El niño la está mirando.

En el aire conmovido
mueve la luna sus brazos
y enseña, lúbrica y pura,
sus senos de duro estaño.

Huye luna, luna, luna.
Si vinieran los gitanos,
harían con tu corazón
collares y anillos blancos.

Niño, déjame que baile.
Cuando vengan los gitanos,
te encontrarán sobre el yunque
con los ojillos cerrados.

Huye luna, luna, luna,
que ya siento sus caballos.
Niño, déjame, no pises
mi blancor almidonado.

El jinete se acercaba
tocando el tambor del llano.
Dentro de la fragua el niño,
tiene los ojos cerrados.

Por el olivar venían,
bronce y sueño, los gitanos.
Las cabezas levantadas
y los ojos entornados.

¡Cómo canta la zumaya,
ay cómo canta en el árbol!
Por el cielo va la luna
con un niño de la mano.

Dentro de la fragua lloran,
dando gritos, los gitanos.
El aire la vela, vela.
El aire la está velando.

Declamado em espanhol “andaluz”

Declamado em italiano (e musicado em estilo flamenco depois)

Musicado: Camarón de la Isla

Musicado: Paco Ibañez

Declamado por Berta Singerman

Musicado: Ana Belén

Traduzido e musicado: Amelinha
Sugestão do Junior, em comentário ao post, outubro de 2012.

ROMANCE DA LUA LUA
(frevo)

Sobre a frágua veio a lua
com seus babados de renda.
O menino mira, mira.
O menino a está mirando.

No ar súbito, comovido,
a lua move seus braços
e mostra, lúbrica e pura,
os seios de duro estanho.

Foge, lua, lua, lua.
Se viessem os ciganos,

com teu coração fariam
anéis e colares brancos.

Oh, foge lua, lua, lua.
Quando vierem os ciganos,

te acharão sobre a bigorna,
com teus olhinhos fechados.

Foge, lua, lua, lua.
Que já sinto seus cavalos.
Deixa-me, filho, não pises
o meu alvor engomado.

Vinha perto o cavaleiro,
  o tambor do chão tocando.
E, dentro da frágua, o menino
tem seus olhinhos fechados.

Pelo oliveiral, bronze e sonho,
eles vinham, os ciganos.
As cabeças para cima
e os olhos sempre-cerrados.

Foge lua, lua, lua,

E dentro da frágua choram,

dando gritos os ciganos.
O ar da noite vela, vela.
O ar da noite está velando.

Ai!! Como canta a coruja,
como canta no galho!
Através do céu, a lua
vai o menino levando

Foge lua, lua, lua.

Dica do José, em comentário de 24 de março de 2014: “Romance da lua, lua” naquela versão gravada pela Amelinha, com flauta no arranjo.
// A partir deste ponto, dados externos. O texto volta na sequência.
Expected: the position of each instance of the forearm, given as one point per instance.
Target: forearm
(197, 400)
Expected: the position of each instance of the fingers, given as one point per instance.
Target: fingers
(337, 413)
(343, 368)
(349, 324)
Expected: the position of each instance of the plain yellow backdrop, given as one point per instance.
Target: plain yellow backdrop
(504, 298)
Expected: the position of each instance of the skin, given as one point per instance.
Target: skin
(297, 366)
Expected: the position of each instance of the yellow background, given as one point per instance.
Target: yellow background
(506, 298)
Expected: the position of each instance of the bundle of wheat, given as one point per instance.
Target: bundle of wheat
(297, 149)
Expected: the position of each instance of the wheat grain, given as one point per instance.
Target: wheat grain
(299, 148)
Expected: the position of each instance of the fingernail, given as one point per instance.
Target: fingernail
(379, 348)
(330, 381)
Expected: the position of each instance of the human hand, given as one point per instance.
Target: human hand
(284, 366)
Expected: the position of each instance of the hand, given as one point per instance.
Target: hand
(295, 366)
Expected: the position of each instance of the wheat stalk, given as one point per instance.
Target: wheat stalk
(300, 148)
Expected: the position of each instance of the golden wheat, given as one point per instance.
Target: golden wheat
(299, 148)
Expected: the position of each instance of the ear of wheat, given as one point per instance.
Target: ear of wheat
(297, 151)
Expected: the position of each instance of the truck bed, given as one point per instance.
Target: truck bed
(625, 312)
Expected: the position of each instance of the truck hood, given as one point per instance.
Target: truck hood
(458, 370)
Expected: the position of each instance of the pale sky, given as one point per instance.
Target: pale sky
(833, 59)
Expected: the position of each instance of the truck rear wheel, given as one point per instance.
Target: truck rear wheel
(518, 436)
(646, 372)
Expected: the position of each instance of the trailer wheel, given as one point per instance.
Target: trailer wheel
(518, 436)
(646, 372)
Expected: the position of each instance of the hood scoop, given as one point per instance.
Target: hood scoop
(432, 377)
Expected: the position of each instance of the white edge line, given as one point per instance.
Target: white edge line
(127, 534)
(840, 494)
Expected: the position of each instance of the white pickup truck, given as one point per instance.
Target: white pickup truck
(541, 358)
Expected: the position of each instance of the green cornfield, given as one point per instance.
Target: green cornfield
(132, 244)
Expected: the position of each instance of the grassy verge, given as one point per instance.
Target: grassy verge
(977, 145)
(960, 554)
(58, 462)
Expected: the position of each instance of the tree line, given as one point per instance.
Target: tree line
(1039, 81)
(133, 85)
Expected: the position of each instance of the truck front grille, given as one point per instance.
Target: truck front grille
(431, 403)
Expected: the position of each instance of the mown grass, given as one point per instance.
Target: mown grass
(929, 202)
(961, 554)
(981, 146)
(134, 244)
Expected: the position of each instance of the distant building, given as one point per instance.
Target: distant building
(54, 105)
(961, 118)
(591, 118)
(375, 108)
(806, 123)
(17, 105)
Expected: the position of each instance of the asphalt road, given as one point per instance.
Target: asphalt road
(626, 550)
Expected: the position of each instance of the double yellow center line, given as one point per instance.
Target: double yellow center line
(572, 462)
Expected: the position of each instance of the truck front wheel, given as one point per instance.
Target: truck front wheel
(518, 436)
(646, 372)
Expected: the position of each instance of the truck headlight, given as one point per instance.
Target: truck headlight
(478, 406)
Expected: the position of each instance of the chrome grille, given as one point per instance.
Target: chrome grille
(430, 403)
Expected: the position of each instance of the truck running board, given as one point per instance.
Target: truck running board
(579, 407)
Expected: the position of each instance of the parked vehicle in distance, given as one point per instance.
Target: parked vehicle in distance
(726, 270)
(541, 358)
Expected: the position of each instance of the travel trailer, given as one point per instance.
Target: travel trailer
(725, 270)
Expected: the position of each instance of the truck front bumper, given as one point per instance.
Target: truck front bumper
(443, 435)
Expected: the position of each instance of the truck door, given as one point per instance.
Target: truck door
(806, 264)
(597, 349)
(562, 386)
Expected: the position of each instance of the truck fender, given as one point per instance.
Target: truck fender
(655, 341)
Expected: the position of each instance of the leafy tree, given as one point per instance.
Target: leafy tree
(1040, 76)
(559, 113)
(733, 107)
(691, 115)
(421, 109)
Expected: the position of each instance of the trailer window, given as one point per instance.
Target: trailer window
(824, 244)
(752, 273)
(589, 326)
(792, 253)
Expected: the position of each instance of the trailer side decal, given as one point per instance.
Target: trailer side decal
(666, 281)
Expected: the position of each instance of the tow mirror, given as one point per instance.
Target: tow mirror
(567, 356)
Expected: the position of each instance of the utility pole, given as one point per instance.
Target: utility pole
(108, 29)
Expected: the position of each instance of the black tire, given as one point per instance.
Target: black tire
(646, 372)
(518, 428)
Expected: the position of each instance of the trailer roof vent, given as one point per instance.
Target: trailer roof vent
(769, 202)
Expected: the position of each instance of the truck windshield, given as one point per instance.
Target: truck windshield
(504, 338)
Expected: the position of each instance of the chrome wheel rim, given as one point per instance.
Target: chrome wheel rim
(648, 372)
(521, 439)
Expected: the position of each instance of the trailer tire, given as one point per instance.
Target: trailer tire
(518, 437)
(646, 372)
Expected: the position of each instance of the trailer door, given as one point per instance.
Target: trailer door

O bando do sol (1974) cantando a lua lua do Lorca. E estou supondo que a versão que a Amelinha gravou foi, na verdade, arte noturna desse bando solar. Coisa mais linda.



Aí aproveitamos para tentar saber mais de Flaviola e o Bando do Sol, que são pernambucanos. Fonte: Brazilian Nuggets.

Outro representante da geração nordestina pós-tropicalismo, que teve em Paêbirú, de Lula Côrtes e Zé Ramalho, sua expressão mais radical. Também pernambucano, Flaviola e o Bando do Sol gravou apenas um álbum, lançado pelo selo local Solar, em 1974. Com base em ritmos regionais, produziram um raro mix de folk-rock-psicodelia, que permanece com extrema atualidade. Instrumental rico, na base de violões, violas, guitarras, flautas e percussão.

Basicamente acústico, com uma poesia ímpar, o disco é mais um exemplo da energia, da vontade de criar algo novo, que abundava no Recife. Uma comparação com os ingleses de “The Incredible String Band” não é de todo absurda.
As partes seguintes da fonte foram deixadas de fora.